That urgency bled over into the choice of covers. Most of the songs picked by the musicians at Wine & Song were emotionally fraught.  Hartnett picked one of Bob Dylan’s saddest early songs to play – “Boots of Spanish Leather”, a painful tale of misunderstanding and disillusionment between lovers, one that frames the keepsake as a kind of disappointing romantic compromise.  Hartnett, who likes to wrap his supple voice around rueful, whiskey-soaked, 3 a.m. material, was right at home here; better still, he worked out a pleasantly doleful acoustic guitar arrangement that showcased his skill without ever getting too flashy about it. Jonathan Andrew, a Red Bank artist who is currently best known as a member of Christina Alessi and the Toll Collectors, but who has long been an intelligent and literate songwriter in his own right, picked Elliott Smith’s emotionally brutal “Waltz #2”. Andrew often sings in a hushed, gentle voice reminiscent of Ben Gibbard, but here, he laid Smith’s acid verses bare, and did nothing to cushion the hammer-blow of the chorus.  

As renditions of Smith’s material go – and there are a lot of them – this one was illuminating. It was a version that could only have been done by a writer: somebody who had given a lot of thought to notes and chords and melodies, and had tried to figure out how words, and the sentiment they contain, might fit in to the compositional architecture of a song. Unsurprisingly from a circle of songwriters, the Wine & Song participants picked covers from masters – Bayonne’s Michael Rodgers, for instance, tried his hand at a solo electric guitar rendering of “Bennie And The Jets”. (He read the lyrics off his phone and scrolled while the crowd sang along; nobody minded.)  But they were also careful to select songs that framed their own compositions, and put their writing into perspective.  This was true of Hartnett, who allowed the shadow of “Spanish Leather” to fall over a Dylanesque song of his about a favorite keepsake (an ivory owl, if I got that right); it was true for the silver-voiced Gina Tolentino, who closed her mini-set on a cautious but optimistic note with a version of Hurray For The Riff Raff’s “Look Out Mama”; and it was equally true for Reitman, who foregrounded his traditionalism right away with “Hesitation Blues”, a classic associated with Hot Tuna, but which has roots going all the way back to W.C. Handy. 

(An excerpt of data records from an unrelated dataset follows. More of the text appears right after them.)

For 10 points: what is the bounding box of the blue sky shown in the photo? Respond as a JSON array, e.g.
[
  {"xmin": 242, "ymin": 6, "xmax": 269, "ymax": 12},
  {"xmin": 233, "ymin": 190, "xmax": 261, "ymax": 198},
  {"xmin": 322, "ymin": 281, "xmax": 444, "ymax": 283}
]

Tuesday’s show was promoted and co-presented by Mike Kuzan of The Latest Noise: this very website.  Though Kuzan has been one of the busiest guys around Hudson County lately, it’s apparent he’s not an empire-builder. Instead, he’s a fellow musician who is genuinely fascinated by what his peers are doing.  Like Hartnett, he leads with his affability.  Most impresarios strain to be larger than life; this one keeps things on a human scale. He opened the evening with a Jack White number that imparted some of its nervy attitude – though none of its aggression – to his two following originals, including a plainspoken baseball-themed tribute and memorial to an uncle with a brain tumor.  Those who attended the most recent Latest Noise showcase at White Eagle might recall that Kuzan dedicated the night to that same sick uncle.  That's twice now that Kuzan's music made me cross my fingers, hard, for somebody I didn't know.  Songs: they're powerful.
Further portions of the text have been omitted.